Саныч вздохнул, мимолетно глянув на меня, и снова опустил глаза.
– Ну, если так…
– Если так, то любил, – подсказал я.
Саныч покачал головой:
– Не знаю.
Он человек дико упрямый, надо сказать. И если в нем сидит какая-то мысль, изменить ее невозможно. Проще заменить ее новой, как деталь в машине. В машинах я ничего не смыслю, но поковыряться в мозгах обожаю, в чем грешен и каюсь.
К чести моей, с привычкой этой я неустанно борюсь, и есть уже успехи. Но… «Привычка свыше нам дана», – и так далее. Да еще под парами гадкого, но вкусного винца. В общем, грешен. И в том, что не смолчал тогда, опасности не учуял. И в том, что хвастаться начал – тоже манера не из благородных.

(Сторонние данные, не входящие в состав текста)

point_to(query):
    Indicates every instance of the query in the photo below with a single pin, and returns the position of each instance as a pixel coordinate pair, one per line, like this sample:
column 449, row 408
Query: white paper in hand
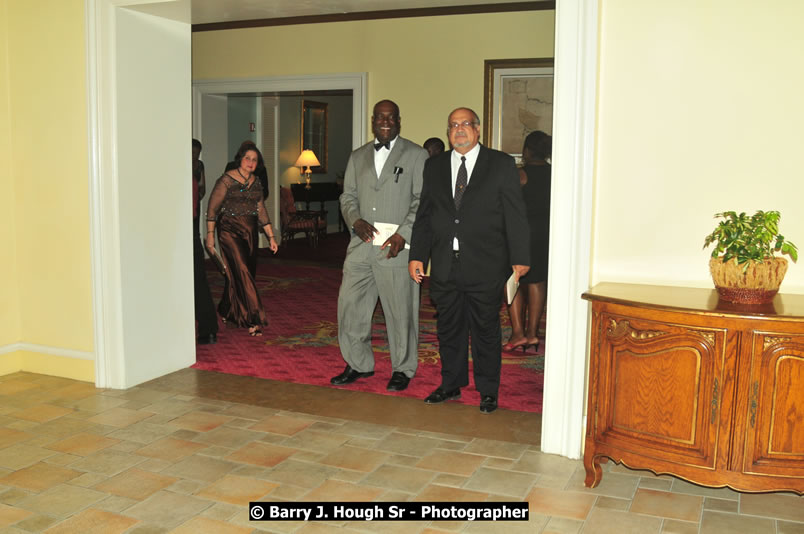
column 511, row 286
column 386, row 230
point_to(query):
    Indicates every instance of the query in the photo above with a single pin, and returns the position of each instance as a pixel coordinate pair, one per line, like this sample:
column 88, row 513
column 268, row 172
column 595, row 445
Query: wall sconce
column 306, row 160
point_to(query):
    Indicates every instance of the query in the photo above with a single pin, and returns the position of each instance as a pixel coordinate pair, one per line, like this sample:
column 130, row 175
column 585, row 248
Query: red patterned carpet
column 300, row 343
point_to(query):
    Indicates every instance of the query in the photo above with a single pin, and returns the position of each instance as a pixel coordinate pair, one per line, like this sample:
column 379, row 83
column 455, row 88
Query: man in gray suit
column 381, row 187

Но что сделал, то сделал.
И дел наворотил, как оказалось, гору.
– Как этого можно не знать? – начал свой полет я. – Когда любишь, только этим и живешь. Ничего больше не интересно. Весь мир сжимается до размеров одного человека. Ешь, пьешь, что-то делаешь, напиваешься в хлам – а сам только про нее думаешь. Вот тут, – показал я на грудь, – как паяльная лампа круглые сутки сидит. Все время жжет.
Я говорил и вспоминал свой период любви.
Была такая же золотистая, прохладная осень, и она носила бирюзовый плащик, яркий, как оргазм. И я за этим плащиком по всему городу вскачь… Как увижу, мелькнет бирюзовым вдали, – я со всех ног туда. Даже подумать не успевал. Натурально, сумасшедший.

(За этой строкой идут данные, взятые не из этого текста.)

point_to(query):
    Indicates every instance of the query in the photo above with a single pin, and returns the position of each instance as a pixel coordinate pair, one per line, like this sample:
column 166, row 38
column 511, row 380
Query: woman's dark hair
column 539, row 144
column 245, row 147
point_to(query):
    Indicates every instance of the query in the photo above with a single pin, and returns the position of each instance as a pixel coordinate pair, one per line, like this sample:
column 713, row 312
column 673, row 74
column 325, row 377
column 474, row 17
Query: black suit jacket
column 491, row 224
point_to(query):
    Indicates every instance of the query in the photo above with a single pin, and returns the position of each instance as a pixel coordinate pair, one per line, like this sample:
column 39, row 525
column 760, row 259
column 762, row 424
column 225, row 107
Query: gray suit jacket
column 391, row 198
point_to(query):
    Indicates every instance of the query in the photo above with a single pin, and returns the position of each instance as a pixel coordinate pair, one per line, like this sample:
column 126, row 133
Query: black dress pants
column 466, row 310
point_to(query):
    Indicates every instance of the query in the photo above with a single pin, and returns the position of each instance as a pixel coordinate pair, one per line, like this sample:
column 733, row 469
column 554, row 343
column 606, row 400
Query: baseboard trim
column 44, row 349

– Сижу, – Санычу вещаю, – в комнате, в общаге. Жду. Вечер, ее нет. Думаю, не дождусь. А мы ругались тогда все время, расставались каждый день. Но все равно жду. В голове все плывет. Хоть в окно с восьмого этажа. Кожа от тела отстает. И вдруг – цок, цок, цок ее каблуки по коридору. Идет. Ближе, ближе – коридор длинный, я в самом конце жил… У меня сердце останавливалось от этих каблуков. Как сознание не терял, не знаю. Убил бы кого, и не заметил… Настоящая болезнь. Врагу не пожелаешь.
Я сделал паузу.
Саныч не шевелился.
– Хотя… – я усмехнулся, – если бы я этого не испытал, жизнь точно прожил бы зря.
Саныч выслушал меня молча, потом долго же молчал. Мы курили, я остывал от рассказа.
Мой друг все молчал.
– Ну, было у тебя такое? – чтобы закончить тему, спросил я.
– Ничего такого я совсем не знаю! – проговорил Саныч, вывернув на меня свои совсем почерневшие глаза.
И пойми, с какой интонацией он это сказал! Тут и десять профессиональных мозгоправов не разобрались бы. И я не разобрался, а просто подумал, насколько я все-таки богаче его. Жалко стало мне друга, и, нарушив правило не менять руку наливающего, я налил сам – по полной.